Understanding Exception 6 purple diagnostic screens

Products

VMware vSphere ESXi

Issue/Introduction

Notes:

If you encounter a purple diagnostic screen that does not contain either of the bolded messages above, see Interpreting an ESX host purple diagnostic screen (1004250) to determine the type of exception condition encountered.
If you have encountered an Invalid Opcode message but have not experienced a purple diagnostic screen, see Understanding Invalid Opcode messages (1003278).

Symptoms:

The purple diagnostic screen contains one of these messages, depending on the product version that you are using:

VMware ESX 4.0, VMware ESX 4.1

VMware ESX [Releasebuild-164009 X86_64] #UD Exception(6) in world 4234:hxge @ 0x418001086455 frame=0x4100c0457db8 ip=0x418001086455 cr2=0x0 cr3=0x7f59a000 err=6 rflags=0x10202 cr4=0x16c rax=0x6c rbx=0xb2 rcx=0xc0457ca3 rdx=0x6c rbp=0x4100c0457ec0 rsi=0x4100c0457d30 rdi=0x0 r8=0x10 r9=0x4100c0457d50 r10=0x0 r11=0x0 r12=0x4100b6005570 r13=0x0 r14=0xffff r15=0x2964a5 0:4096/console 1:4097/idle1 2:4098/idle2 3:4099/idle3 *4:4234/hxge 5:4101/idle5 6:4102/idle6 7:4103/idle7 8:4104/idle8 9:4105/idle9 10:4106/idle10 11:4107/idle11 12:4108/idle12 13:4109/idle13 14:4110/idle14 15:4111/idle15 @BlueScreen: #UD Exception(6) in world 4234:hxge @ 0x418001086455 Code starts at 0x418000c00000 0x4100c0457ec0:[0x418001086455]reclaim_tx_ring+0x5c stack: 0x400 0x4100c0457f60:[0x418001087f7b]reclaim_thread+0x6a stack: 0x41000000001e 0x4100c0457fa0:[0x418000fb4fc2]LinuxStartFunc+0x51 stack: 0x1e 0x4100c0457ff0:[0x418000c96cff]vmkWorldFunc+0x52 stack: 0x0 0x4100c0457ff8:[0x0]Unknown stack: 0x0 VMK uptime: 0:07:32:07.408 TSC: 68550556360975 FSbase (0x0) GSbase (0x0) kernelGSbase (0x0)

VMware ESX 3.5

VMware ESX Server [Releasebuild-163429] Exception type 6 in world 1047:helper1-2 @ 0x8b35a9 frame=0x3a5fe24 ip=0x8b35a9 cr2=0x0 cr3=0x3f6a3000 cr4=0x16c es=0x674028 ds=0x2854028 fs=0x2884028 gs=0x4028 eax=0x0 ebx=0x2255100 ecx=0x41502000 edx=0x0 ebp=0x3d641078 esi=0x3d6011f4 edi=0x3d6011e8 err=0 eflags=0x10246 0:1024/console 1:1025/idle1 2:1026/idle2 *3:1047/helper1-2 4:1028/idle4 5:1029/idle5 6:1030/idle6 7:1031/idle7 8:1032/idle8 9:1033/idle9 10:1034/idle10 11:1035/idle11 12:1036/idle12 13:1037/idle13 14:1038/idle14 15:1039/idle15 @BlueScreen: Exception type 6 in world 1047:helper1-2 @ 0x8b35a9 0x3d641078:[0x8b35a9]aacraid_esx30+0x75a8 stack: 0x0, 0x0, 0x0 VMK uptime: 0:10:48:56.626 TSC: 72683955512532 0:10:46:53.446 cpu0:1047)NMI: 1625: Faulting eip:esp [0x6402a7:0x3a5fe2c] 0:10:48:53.446 cpu1:1025)Heartbeat: 470: PCPU 0 didn't have a heartbeat for 180 seconds. *may* be locked up 0:10:48:53.446 cpu0:1047)NMI: 1625: Faulting eip:esp [0x6402ab:0x3a5fe2c] Starting coredump to disk Starting coredump to disk Dumping using slot 1 of 1... using slot 1 of 1... log

Environment

VMware ESXi 4.0.x Installable
VMware ESXi 3.5.x Embedded
VMware ESX 4.1.x
VMware ESXi 4.1.x Embedded
VMware ESX Server 3.0.x
VMware ESXi 3.5.x Installable
VMware ESX Server 3.5.x
VMware ESXi 4.0.x Embedded
VMware ESXi 4.1.x Installable
VMware ESX 4.0.x

Resolution

Overview

An Operation Code (Opcode) is part of a machine language instruction that specifies an operation to be performed. An Opcode is a specific instruction, for example add, subtract, copy, or compare.

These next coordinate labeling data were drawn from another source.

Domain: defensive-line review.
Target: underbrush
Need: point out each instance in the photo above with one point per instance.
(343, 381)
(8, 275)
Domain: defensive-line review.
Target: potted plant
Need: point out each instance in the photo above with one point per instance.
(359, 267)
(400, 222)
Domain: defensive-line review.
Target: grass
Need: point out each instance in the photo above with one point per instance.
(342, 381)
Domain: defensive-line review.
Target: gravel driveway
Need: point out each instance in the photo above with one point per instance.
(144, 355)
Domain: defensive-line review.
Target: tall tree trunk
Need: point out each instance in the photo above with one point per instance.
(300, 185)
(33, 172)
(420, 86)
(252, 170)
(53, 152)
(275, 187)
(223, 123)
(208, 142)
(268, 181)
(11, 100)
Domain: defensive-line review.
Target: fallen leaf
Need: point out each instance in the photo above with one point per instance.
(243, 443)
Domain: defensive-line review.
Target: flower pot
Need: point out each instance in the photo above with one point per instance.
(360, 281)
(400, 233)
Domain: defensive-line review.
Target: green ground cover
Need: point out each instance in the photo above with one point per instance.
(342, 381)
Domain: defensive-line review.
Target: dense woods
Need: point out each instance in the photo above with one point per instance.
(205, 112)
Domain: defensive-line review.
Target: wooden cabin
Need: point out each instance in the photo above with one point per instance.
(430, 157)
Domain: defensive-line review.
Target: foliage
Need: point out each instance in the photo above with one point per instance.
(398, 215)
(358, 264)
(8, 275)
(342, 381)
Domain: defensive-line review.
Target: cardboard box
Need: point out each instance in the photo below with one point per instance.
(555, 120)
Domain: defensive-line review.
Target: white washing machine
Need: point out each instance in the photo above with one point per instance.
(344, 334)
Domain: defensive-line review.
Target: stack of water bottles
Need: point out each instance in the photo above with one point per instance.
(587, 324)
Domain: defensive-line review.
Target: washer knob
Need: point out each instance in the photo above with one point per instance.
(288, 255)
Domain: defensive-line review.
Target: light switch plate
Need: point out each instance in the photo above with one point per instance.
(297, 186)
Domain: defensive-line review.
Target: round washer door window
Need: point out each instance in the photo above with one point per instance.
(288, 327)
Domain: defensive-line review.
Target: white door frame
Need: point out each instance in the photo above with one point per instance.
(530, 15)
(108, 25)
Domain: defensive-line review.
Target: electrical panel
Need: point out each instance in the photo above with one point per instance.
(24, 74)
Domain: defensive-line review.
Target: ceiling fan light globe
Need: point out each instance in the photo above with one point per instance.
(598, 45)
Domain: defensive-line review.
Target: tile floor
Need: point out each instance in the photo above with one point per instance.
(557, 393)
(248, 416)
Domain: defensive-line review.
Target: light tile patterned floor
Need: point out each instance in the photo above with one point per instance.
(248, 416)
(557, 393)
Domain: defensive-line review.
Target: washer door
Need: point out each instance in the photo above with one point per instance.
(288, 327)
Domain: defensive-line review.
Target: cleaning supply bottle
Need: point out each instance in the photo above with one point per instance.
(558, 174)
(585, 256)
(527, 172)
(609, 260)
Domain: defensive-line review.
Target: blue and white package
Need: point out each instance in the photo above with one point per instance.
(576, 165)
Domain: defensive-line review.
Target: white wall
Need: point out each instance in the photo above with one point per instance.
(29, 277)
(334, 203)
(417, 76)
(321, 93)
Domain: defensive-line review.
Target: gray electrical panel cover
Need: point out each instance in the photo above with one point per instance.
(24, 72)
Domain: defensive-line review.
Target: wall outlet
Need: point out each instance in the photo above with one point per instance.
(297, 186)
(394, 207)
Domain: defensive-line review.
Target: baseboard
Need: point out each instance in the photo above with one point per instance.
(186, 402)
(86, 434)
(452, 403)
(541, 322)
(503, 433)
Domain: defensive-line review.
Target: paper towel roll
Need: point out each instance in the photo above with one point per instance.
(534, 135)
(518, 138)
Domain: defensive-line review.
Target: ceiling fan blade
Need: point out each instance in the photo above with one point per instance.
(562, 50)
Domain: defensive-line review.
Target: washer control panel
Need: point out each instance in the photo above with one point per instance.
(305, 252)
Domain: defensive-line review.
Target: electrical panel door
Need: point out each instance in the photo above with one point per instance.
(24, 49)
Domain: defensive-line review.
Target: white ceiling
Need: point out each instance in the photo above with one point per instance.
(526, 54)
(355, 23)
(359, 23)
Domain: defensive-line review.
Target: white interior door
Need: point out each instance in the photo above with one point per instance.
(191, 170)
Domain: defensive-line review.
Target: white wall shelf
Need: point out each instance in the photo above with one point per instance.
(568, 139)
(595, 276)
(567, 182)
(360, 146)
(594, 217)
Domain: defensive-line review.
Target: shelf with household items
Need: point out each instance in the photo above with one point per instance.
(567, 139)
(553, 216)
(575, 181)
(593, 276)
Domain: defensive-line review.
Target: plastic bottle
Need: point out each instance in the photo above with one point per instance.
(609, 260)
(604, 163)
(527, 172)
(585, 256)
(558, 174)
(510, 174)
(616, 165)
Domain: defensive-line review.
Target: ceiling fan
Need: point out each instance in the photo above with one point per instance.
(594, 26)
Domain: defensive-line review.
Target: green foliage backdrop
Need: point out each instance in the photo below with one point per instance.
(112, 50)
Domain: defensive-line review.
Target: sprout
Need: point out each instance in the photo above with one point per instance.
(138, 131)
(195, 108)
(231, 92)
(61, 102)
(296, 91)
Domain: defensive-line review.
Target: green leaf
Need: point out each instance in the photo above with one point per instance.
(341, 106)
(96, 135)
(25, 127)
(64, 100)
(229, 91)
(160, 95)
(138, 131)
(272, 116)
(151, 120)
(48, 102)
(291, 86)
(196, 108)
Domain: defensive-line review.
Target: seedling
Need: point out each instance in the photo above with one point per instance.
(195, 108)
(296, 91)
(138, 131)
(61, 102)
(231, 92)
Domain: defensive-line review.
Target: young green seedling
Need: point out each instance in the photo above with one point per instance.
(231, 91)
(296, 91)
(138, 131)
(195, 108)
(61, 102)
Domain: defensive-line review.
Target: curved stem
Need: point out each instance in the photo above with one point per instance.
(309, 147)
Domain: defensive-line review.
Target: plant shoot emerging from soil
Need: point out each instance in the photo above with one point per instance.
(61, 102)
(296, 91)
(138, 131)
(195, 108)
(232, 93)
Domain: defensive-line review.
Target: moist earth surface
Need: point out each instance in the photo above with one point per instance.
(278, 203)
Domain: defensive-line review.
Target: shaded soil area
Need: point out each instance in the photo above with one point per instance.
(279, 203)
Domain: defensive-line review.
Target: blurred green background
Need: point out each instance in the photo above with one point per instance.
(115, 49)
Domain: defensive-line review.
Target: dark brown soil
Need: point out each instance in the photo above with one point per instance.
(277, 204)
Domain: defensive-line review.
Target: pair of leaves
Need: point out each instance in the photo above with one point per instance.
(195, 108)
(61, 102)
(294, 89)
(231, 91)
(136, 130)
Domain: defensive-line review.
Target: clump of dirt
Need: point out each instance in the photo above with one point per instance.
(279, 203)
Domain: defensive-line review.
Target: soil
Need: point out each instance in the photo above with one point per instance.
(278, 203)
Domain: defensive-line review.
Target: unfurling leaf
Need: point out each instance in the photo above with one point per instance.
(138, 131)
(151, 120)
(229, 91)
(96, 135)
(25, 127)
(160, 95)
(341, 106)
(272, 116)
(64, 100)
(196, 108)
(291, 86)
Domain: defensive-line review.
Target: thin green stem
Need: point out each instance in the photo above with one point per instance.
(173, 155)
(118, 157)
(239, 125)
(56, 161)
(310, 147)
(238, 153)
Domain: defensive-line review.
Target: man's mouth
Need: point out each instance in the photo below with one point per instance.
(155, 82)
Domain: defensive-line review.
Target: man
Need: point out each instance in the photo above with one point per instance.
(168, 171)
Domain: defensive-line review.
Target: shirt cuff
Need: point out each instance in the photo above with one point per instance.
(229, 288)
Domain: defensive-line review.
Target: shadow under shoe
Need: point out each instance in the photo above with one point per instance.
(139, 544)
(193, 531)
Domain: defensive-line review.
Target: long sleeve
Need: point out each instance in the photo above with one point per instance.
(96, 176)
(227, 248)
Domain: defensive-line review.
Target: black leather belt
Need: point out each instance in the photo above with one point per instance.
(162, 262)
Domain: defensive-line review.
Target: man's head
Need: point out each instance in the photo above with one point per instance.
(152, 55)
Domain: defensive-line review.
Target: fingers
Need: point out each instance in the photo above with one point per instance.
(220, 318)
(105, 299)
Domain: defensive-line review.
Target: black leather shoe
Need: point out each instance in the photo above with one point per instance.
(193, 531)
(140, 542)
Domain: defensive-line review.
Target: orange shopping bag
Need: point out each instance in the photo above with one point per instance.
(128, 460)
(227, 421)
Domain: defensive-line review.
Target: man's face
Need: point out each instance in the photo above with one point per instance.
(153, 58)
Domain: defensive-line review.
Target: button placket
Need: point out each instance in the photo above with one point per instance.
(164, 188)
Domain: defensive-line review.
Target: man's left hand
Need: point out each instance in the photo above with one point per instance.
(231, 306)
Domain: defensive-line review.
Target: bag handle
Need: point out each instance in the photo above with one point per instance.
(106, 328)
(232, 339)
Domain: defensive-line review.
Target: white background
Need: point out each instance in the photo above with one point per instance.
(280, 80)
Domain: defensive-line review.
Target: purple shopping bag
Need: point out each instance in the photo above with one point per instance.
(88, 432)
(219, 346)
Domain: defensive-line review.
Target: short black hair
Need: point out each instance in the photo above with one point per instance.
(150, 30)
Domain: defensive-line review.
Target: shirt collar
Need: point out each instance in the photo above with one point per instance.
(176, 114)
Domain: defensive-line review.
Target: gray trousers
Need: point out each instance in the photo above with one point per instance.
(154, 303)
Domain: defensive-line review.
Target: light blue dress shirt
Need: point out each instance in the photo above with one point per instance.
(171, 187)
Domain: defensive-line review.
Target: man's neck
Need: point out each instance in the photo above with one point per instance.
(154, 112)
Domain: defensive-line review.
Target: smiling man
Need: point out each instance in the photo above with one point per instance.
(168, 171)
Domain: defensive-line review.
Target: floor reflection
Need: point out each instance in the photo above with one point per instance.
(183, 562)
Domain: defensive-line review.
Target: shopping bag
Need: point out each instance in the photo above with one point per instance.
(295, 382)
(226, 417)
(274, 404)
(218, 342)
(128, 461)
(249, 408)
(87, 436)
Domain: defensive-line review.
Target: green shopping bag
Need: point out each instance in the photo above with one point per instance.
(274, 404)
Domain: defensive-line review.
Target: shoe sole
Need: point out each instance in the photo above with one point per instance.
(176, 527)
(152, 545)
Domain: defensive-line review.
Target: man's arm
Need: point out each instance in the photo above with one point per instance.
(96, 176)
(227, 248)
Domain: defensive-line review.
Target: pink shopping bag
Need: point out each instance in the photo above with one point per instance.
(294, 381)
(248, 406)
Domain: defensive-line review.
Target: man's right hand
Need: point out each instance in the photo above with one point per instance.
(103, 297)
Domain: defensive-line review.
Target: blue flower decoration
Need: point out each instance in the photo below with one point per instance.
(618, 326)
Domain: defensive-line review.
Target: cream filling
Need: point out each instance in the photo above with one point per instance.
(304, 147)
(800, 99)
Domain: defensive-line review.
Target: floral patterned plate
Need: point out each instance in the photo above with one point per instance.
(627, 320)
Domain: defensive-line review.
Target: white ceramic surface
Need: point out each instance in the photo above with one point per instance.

The specification and format of an Opcode is specified in the instruction set architecture of the processor (CPU) or in a component of the processor.

Another part of the machine language instruction is the Operand, which specifies the data that needs to be manipulated.

For example, an instruction for a CPU can be written to add (the opcode) a number (an operand) and another number (another operand) together.

There are other elements required for a complete instruction, however, such as CPU registers and memory addresses. Details on additional elements fall outside the scope of this article.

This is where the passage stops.